Description (podcaster-provided):
Mathematical Philosophy - the application of logical and mathematical methods in philosophy - is about to experience a tremendous boom in various areas of philosophy. At the new Munich Center for Mathematical Philosophy, which is funded mostly by the German Alexander von Humboldt Foundation, philosophical research will be carried out mathematically, that is, by means of methods that are very close to those used by the scientists.Themes and summary (AI-generated based on podcaster-provided show and episode descriptions):
➤ mathematical philosophy, formal logic and metaphysics • semantics and philosophy of language: compositionality, opacity, quotation, conditionals • realism/structuralism, model-theoretic arguments • modality, laws of nature, measurement • truth relativism • existence debates (God, nonexistents)This podcast presents research talks and discussions in mathematical philosophy, using tools from logic, formal semantics, and related mathematical methods to make traditional philosophical questions more precise. Across the episodes, speakers develop and assess formal frameworks for thinking about meaning, truth, inference, and ontology, often with an eye to how philosophical commitments show up in (or can be avoided by) particular logical or semantic theories.
A recurring focus is the philosophy of language and formal semantics: how compositionality should work, how to model intensionality and opacity in possible-worlds frameworks, and whether phenomena like quotation—often treated as resistant to substitution and existential generalization—can nonetheless be given a systematic, compositional semantic analysis. Relatedly, several discussions probe the interaction between natural-language interpretation and logical validity, including debates about conditionals and alleged counterexamples to standard inference patterns such as modus ponens and modus tollens, where improved semantic analysis can change what follows from what.

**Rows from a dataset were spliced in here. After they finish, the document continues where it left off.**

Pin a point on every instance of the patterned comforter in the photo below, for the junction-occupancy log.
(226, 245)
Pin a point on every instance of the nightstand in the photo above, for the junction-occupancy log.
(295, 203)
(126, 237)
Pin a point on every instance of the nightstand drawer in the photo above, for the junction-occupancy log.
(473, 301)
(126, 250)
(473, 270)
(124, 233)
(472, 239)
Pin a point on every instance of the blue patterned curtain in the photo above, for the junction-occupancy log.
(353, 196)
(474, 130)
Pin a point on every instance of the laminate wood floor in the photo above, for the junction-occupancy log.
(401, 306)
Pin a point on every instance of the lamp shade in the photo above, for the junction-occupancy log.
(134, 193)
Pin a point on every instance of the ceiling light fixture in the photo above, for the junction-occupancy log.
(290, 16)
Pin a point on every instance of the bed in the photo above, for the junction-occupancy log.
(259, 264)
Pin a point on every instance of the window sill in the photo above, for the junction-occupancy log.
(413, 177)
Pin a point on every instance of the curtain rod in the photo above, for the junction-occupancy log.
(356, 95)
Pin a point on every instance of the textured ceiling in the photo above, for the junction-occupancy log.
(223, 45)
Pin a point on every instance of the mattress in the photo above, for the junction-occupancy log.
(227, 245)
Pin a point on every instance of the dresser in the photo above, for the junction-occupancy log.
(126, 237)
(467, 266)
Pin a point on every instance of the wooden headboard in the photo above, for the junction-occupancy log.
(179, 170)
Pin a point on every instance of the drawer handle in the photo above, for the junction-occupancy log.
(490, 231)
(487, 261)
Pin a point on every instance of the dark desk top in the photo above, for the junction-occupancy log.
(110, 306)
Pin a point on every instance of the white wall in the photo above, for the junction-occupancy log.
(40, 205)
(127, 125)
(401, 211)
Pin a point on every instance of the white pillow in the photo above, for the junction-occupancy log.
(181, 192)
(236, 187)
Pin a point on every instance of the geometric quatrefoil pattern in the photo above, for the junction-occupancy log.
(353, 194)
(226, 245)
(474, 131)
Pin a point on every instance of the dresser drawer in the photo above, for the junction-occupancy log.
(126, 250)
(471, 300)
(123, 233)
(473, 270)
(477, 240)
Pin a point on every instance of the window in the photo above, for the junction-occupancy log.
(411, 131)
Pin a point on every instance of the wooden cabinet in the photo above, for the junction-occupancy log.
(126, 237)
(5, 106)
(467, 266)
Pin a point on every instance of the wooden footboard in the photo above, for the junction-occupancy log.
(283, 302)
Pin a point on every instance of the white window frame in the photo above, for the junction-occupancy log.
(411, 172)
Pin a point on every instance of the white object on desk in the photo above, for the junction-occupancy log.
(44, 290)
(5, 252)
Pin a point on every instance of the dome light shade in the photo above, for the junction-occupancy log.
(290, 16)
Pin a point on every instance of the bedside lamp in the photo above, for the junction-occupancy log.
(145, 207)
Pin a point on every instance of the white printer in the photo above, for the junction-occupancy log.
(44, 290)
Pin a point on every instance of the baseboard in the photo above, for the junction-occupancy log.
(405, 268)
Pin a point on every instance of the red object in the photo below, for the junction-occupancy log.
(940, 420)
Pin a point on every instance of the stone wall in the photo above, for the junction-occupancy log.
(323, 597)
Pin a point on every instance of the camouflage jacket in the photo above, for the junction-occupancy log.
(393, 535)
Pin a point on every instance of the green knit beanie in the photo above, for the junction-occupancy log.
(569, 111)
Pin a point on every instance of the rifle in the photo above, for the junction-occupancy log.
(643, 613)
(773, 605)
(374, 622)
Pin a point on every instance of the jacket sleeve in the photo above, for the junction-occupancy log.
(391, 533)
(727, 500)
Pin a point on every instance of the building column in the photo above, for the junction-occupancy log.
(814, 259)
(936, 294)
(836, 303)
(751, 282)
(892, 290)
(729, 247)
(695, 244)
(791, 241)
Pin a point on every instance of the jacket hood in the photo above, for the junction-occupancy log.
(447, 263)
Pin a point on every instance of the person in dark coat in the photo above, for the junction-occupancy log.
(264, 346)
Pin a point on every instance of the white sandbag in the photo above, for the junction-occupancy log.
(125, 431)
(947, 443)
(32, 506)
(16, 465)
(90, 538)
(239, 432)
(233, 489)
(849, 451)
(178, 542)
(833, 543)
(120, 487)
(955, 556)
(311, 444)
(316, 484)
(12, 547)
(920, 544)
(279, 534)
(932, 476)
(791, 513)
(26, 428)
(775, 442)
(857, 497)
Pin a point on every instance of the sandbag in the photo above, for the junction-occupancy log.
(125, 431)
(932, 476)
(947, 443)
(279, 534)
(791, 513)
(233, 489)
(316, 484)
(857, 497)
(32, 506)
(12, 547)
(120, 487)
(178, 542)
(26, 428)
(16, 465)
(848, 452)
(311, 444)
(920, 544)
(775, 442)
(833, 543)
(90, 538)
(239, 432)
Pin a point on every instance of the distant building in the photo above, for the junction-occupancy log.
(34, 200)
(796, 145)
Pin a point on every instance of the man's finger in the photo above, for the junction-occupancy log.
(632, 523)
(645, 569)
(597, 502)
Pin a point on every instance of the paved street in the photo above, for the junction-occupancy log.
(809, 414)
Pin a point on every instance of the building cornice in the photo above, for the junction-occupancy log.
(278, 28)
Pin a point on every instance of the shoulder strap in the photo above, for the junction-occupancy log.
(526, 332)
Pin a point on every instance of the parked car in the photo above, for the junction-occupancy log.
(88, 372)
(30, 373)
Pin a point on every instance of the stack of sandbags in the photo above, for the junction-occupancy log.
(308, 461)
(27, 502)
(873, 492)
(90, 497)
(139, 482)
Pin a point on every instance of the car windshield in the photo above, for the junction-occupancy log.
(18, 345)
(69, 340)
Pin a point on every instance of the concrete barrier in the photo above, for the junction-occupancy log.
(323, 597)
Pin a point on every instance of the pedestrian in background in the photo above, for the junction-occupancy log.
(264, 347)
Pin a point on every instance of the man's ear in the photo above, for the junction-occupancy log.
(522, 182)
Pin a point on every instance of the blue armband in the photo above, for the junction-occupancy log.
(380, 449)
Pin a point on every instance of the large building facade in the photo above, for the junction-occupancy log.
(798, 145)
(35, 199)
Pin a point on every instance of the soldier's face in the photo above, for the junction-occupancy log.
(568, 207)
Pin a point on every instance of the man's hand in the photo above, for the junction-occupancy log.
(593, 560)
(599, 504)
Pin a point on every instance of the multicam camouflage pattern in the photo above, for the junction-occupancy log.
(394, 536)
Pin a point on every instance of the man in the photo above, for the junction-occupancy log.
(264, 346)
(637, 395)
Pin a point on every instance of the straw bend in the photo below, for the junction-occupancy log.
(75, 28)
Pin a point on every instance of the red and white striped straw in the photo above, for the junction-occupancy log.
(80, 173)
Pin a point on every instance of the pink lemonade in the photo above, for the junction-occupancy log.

Another major theme is metaphysics informed by formal methods. Topics include the nature of abstract structures and their dependence on concrete realizations in debates over mathematical structuralism; questions about existence and quantification, including linguistic analyses of apparent talk about “nonexistent” entities; and dispositional approaches to modality, especially whether the logical behavior of possibility and necessity can be grounded in dispositions of concrete objects. Issues in the metaphysics and philosophy of science also appear, including structural realism and the problem of relating or “bridging” different theories, as well as debates about laws of nature and the explanatory status of variational principles like the principle of least action.
The podcast also engages with epistemology and meta-philosophical questions about formal systems themselves, such as whether logic carries metaphysical presuppositions or can be insulated from ontological commitment to abstracta. In addition, it extends formal and metaphysical analysis into applied domains, including realism about measurement and magnitudes and the metaphysical individuation and classification of diseases, where causal and dispositional accounts are brought to bear. Some content addresses philosophical theology in German-language debates about whether God exists, emphasizing rational argumentation and the structure of pro and con arguments.